Parlare di meridione, parlare di una pratica del conflitto a sud, a 150 anni

dall’Unità d’Italia, non è, né dovrebbe essere mai, puro e semplice esercizio

declinativo sui luoghi comuni della subalternità e dell’idea di altri sud

possibili.

Premettiamo che un utile indicazione per un altro sud possibile, per quanto ci

riguarda, è quella che viene dai paesi del nord Africa liberati da vere e

proprie rivoluzioni, sulla spinta del proletariato giovanile, dei precari e dei

lavoratori della nuova economia, con un’ottica del tutto nuova e soprattutto di

classe.

Ecco, il primo nodo da sciogliere è proprio questo, praticare conflitto a sud

e interconnettere le pratiche del conflitto stesso con le celebrazioni

ufficiali dei 150 anni di Unità è, e questo deve essere chiaro, una delle tante

facce del prisma della lotta di casse. Non quindi amarcord neoborbonico né,

tantomeno, la solita ritrita cantilena del sud povero e subalterno. Ci preme,

quindi, partire proprio da questo: dal dato palese, cioè, che il Meridione, ad

oggi, si riconferma terreno di sperimentazione sul piano dell’attacco alla

classe, e le periferie più remote sono, a loro volta, sperimentazione nella

sperimentazione dei nuovi modi di sfruttamento e di riproduzione della morsa

del capitale.

Crediamo, anzi ne siamo convinti, che il Meridione sia centro di accumulazione

di ricchezze enormi, altro che povertà, ricchezze che il capitale raccoglie

mettendo in piedi meccanismi di camaleontismo rispetto ai territori, facendo si

che nuove forme di dominio, per lo più agenti nella sfera della criminalità

organizzata, non siano un’anomalia, bensì la declinazione naturale del

capitalismo sul nostro territorio.

Questo il punto centrale della nostra narrazione, tocca a noi dare risposte

per l’organizzazione del conflitto sociale e della lotta di classe sul

territorio meridionale. Cosa e come fare, insomma, per dotarci di strumenti

atti a mettere in piedi, creare, diffondere conflitto nella nostra terra.

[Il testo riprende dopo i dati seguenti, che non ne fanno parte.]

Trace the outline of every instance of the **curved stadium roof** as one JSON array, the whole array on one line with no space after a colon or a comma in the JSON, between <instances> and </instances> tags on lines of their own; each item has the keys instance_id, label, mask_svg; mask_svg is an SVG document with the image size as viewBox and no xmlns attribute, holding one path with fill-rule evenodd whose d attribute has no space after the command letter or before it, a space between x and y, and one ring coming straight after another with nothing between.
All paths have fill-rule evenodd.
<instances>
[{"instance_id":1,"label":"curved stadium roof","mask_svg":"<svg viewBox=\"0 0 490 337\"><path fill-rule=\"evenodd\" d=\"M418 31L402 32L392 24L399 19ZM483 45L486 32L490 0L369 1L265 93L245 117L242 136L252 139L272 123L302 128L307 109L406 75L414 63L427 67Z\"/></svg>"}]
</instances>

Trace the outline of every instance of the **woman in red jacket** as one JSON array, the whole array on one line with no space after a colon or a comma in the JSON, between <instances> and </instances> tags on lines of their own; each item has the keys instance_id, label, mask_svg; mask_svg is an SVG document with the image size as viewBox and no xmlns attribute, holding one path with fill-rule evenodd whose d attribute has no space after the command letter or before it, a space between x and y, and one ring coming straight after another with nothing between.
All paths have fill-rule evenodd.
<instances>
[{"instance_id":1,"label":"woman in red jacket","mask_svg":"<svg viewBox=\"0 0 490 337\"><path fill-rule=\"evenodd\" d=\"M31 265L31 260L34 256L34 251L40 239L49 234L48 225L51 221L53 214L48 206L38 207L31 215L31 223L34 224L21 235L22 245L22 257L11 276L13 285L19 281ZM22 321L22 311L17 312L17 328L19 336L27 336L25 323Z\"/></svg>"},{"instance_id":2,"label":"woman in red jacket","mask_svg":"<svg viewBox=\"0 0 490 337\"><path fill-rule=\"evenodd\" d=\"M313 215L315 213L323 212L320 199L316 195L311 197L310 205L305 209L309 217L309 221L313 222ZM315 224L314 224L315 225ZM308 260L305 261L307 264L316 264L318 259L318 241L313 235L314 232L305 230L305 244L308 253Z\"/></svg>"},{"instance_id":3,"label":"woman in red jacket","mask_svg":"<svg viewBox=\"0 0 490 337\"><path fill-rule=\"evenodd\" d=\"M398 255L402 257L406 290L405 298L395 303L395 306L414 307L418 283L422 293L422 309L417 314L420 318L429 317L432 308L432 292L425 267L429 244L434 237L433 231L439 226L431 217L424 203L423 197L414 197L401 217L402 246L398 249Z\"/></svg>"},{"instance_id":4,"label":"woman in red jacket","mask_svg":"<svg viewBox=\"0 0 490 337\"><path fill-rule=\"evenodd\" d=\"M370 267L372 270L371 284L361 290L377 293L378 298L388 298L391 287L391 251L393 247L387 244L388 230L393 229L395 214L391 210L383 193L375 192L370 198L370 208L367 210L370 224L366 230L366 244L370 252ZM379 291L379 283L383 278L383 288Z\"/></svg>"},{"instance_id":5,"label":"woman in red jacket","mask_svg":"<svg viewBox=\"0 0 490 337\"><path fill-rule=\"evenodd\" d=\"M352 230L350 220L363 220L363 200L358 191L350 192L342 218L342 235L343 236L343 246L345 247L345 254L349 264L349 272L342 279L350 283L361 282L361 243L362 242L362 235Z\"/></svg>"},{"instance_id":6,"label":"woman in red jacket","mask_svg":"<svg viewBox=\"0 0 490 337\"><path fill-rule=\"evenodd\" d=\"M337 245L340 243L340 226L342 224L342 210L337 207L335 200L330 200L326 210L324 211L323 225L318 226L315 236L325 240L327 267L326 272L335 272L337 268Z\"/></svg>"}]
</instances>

A questo punto si aprono una serie di interrogativi e di problematiche che, a

partire della crisi globale, dalle nuove insorgenze nel mediterraneo, ci

restituiscono uno scenario che è meglio avere ben nitido al fine di poter fare

del terreno della crisi ambito di agire politico antagonista.

La nostra esperienza parte appunto dalla realtà che viviamo e in cui ci

troviamo ad operare. E’ da tempo, ormai, che rivendichiamo una specificità

della provincia, apparente periferia del sistema.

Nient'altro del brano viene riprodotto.